Efficiency and percentages have long felt like the types of criteria that only those who have played the game at an extended level truly understand. Among Elleby’s greatest flaws, he often got a bit overconfident with his shot selection, which led to some disconcerting percentages.
A deeper dive into context helps explain why Elleby’s numbers looked as they did. In fact, I’d almost sort of liken it to a fellow Pacific Northwest sensation in the NFL in Justin Herbert.
Remember all of the question marks pundits had surrounding Herbert’s ability to transition at the professional level? Every expert had a take on his accuracy, or were quick to knife into why he wasn’t ready mentally.
But no one was forthcoming about the personnel and play calling around him: not a single one of Herbert’s receivers at the University of Oregon is on an NFL roster as we speak, and only one of them was drafted (in the seventh-round). The point? The talent around you means everything.
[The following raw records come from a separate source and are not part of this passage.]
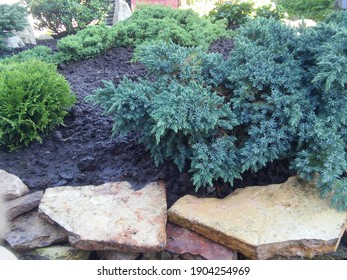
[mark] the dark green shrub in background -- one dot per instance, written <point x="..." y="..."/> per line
<point x="159" y="23"/>
<point x="236" y="12"/>
<point x="12" y="17"/>
<point x="311" y="9"/>
<point x="67" y="16"/>
<point x="89" y="42"/>
<point x="280" y="95"/>
<point x="34" y="98"/>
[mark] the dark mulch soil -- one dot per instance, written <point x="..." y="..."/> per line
<point x="83" y="151"/>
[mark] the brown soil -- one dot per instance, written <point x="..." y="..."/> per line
<point x="83" y="151"/>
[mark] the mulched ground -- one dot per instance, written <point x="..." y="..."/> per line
<point x="84" y="152"/>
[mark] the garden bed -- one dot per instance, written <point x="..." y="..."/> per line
<point x="83" y="151"/>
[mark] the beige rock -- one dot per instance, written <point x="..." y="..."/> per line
<point x="27" y="34"/>
<point x="122" y="11"/>
<point x="29" y="232"/>
<point x="288" y="219"/>
<point x="11" y="186"/>
<point x="58" y="252"/>
<point x="182" y="241"/>
<point x="115" y="255"/>
<point x="23" y="204"/>
<point x="111" y="216"/>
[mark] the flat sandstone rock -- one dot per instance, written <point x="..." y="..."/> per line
<point x="288" y="219"/>
<point x="111" y="216"/>
<point x="11" y="187"/>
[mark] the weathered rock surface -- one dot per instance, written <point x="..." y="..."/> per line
<point x="182" y="241"/>
<point x="56" y="252"/>
<point x="115" y="255"/>
<point x="23" y="204"/>
<point x="286" y="219"/>
<point x="29" y="232"/>
<point x="111" y="216"/>
<point x="44" y="37"/>
<point x="11" y="186"/>
<point x="6" y="254"/>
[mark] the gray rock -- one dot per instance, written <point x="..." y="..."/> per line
<point x="57" y="252"/>
<point x="23" y="204"/>
<point x="11" y="186"/>
<point x="29" y="232"/>
<point x="111" y="216"/>
<point x="6" y="254"/>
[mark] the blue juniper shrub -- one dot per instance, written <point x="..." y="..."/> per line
<point x="280" y="95"/>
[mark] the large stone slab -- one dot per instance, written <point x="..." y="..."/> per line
<point x="11" y="186"/>
<point x="111" y="216"/>
<point x="288" y="219"/>
<point x="28" y="232"/>
<point x="182" y="241"/>
<point x="23" y="204"/>
<point x="56" y="252"/>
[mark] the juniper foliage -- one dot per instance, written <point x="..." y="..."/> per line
<point x="153" y="23"/>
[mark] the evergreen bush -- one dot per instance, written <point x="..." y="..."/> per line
<point x="12" y="17"/>
<point x="68" y="16"/>
<point x="280" y="95"/>
<point x="34" y="98"/>
<point x="159" y="23"/>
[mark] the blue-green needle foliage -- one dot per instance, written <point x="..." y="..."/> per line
<point x="280" y="95"/>
<point x="151" y="23"/>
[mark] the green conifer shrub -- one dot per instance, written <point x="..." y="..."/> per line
<point x="12" y="17"/>
<point x="42" y="53"/>
<point x="280" y="95"/>
<point x="87" y="43"/>
<point x="34" y="98"/>
<point x="68" y="16"/>
<point x="159" y="23"/>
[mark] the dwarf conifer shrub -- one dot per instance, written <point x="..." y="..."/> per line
<point x="12" y="17"/>
<point x="87" y="43"/>
<point x="34" y="98"/>
<point x="280" y="95"/>
<point x="179" y="114"/>
<point x="160" y="23"/>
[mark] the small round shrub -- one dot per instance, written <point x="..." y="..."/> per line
<point x="34" y="98"/>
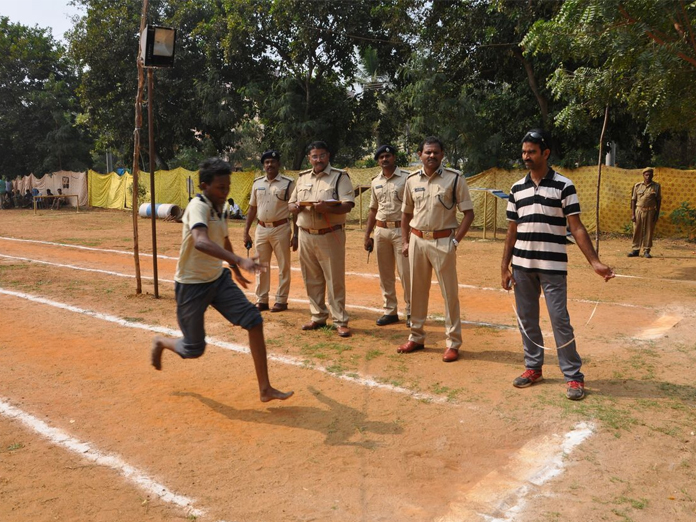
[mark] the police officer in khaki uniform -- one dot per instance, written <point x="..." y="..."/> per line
<point x="321" y="199"/>
<point x="431" y="235"/>
<point x="269" y="204"/>
<point x="384" y="217"/>
<point x="645" y="209"/>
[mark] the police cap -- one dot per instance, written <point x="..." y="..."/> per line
<point x="270" y="154"/>
<point x="385" y="148"/>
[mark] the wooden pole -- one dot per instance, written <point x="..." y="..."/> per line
<point x="485" y="213"/>
<point x="151" y="135"/>
<point x="360" y="205"/>
<point x="136" y="154"/>
<point x="599" y="174"/>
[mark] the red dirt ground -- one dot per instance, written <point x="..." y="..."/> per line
<point x="337" y="450"/>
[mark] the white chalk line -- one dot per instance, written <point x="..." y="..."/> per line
<point x="89" y="452"/>
<point x="356" y="274"/>
<point x="354" y="377"/>
<point x="512" y="505"/>
<point x="293" y="300"/>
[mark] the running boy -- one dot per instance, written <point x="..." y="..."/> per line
<point x="201" y="280"/>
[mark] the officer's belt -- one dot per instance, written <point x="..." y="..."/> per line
<point x="322" y="231"/>
<point x="274" y="224"/>
<point x="388" y="224"/>
<point x="437" y="234"/>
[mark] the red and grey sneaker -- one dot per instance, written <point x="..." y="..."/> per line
<point x="575" y="390"/>
<point x="528" y="378"/>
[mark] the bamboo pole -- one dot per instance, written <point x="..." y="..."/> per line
<point x="151" y="137"/>
<point x="599" y="175"/>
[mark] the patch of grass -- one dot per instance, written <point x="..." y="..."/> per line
<point x="634" y="503"/>
<point x="80" y="241"/>
<point x="451" y="393"/>
<point x="337" y="368"/>
<point x="603" y="409"/>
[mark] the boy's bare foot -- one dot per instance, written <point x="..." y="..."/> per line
<point x="272" y="394"/>
<point x="156" y="354"/>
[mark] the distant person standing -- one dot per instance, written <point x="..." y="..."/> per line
<point x="431" y="235"/>
<point x="384" y="217"/>
<point x="645" y="210"/>
<point x="322" y="197"/>
<point x="274" y="235"/>
<point x="540" y="206"/>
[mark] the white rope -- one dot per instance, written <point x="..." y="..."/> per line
<point x="522" y="329"/>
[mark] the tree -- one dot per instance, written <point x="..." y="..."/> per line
<point x="197" y="101"/>
<point x="304" y="55"/>
<point x="639" y="56"/>
<point x="471" y="84"/>
<point x="38" y="109"/>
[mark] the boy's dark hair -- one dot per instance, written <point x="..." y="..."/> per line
<point x="213" y="167"/>
<point x="539" y="137"/>
<point x="429" y="141"/>
<point x="317" y="145"/>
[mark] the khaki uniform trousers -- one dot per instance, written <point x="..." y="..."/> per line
<point x="440" y="255"/>
<point x="323" y="265"/>
<point x="276" y="241"/>
<point x="388" y="250"/>
<point x="643" y="228"/>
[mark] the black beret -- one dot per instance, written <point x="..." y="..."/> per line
<point x="385" y="148"/>
<point x="270" y="154"/>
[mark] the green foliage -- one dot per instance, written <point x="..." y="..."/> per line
<point x="637" y="56"/>
<point x="38" y="109"/>
<point x="684" y="217"/>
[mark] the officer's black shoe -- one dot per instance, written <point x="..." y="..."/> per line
<point x="387" y="319"/>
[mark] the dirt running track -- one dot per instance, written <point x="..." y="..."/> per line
<point x="370" y="435"/>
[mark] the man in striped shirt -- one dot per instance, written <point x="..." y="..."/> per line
<point x="539" y="207"/>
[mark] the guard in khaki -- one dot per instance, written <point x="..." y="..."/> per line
<point x="269" y="204"/>
<point x="431" y="235"/>
<point x="384" y="218"/>
<point x="645" y="209"/>
<point x="321" y="199"/>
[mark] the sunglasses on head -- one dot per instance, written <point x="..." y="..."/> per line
<point x="536" y="136"/>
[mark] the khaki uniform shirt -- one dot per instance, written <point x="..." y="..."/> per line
<point x="388" y="195"/>
<point x="194" y="266"/>
<point x="646" y="196"/>
<point x="329" y="184"/>
<point x="432" y="201"/>
<point x="270" y="197"/>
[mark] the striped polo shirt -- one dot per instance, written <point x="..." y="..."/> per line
<point x="540" y="213"/>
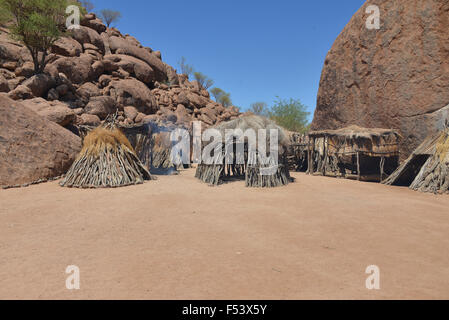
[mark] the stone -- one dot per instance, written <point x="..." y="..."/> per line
<point x="67" y="47"/>
<point x="87" y="35"/>
<point x="52" y="95"/>
<point x="130" y="113"/>
<point x="21" y="92"/>
<point x="104" y="80"/>
<point x="95" y="24"/>
<point x="394" y="77"/>
<point x="31" y="147"/>
<point x="26" y="70"/>
<point x="101" y="106"/>
<point x="131" y="92"/>
<point x="88" y="90"/>
<point x="122" y="46"/>
<point x="135" y="67"/>
<point x="54" y="111"/>
<point x="4" y="87"/>
<point x="77" y="69"/>
<point x="139" y="118"/>
<point x="89" y="120"/>
<point x="39" y="84"/>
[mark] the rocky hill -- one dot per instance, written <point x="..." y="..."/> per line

This isn’t an indictment on Elleby’s teammates. They were talented. But within Washington State head coach Kyle Smith’s Princeton offense, Elleby was asked to do quite a bit over the last two seasons.
On film, a steady dose of his shots came through him flashing through the middle of the lane, working the “nail” to get midrange shots in the teeth of the defense.
That process had its benefits. But at the professional level, Elleby should be to see upticks in his true shooting percentages, because Portland figures to use him more as a catch-and-shoot threat.
Defenses could key in on him a bit more at the collegiate level since he was the No. 1 option — and his No. 2 teammate shot 34.0 percent on 15.1 shot attempts.
Context deserves to be used there, too. Basketball has been around for seven-and-a-half-decades, and fans still struggle with the notion that higher volume often equates to lower efficiency.
Elleby shot 46.7 percent at the rim in 2019-20, and didn’t always have the easiest time creating elite separation. Surrounded by better talent, there’s reason to feel optimistic about his growth.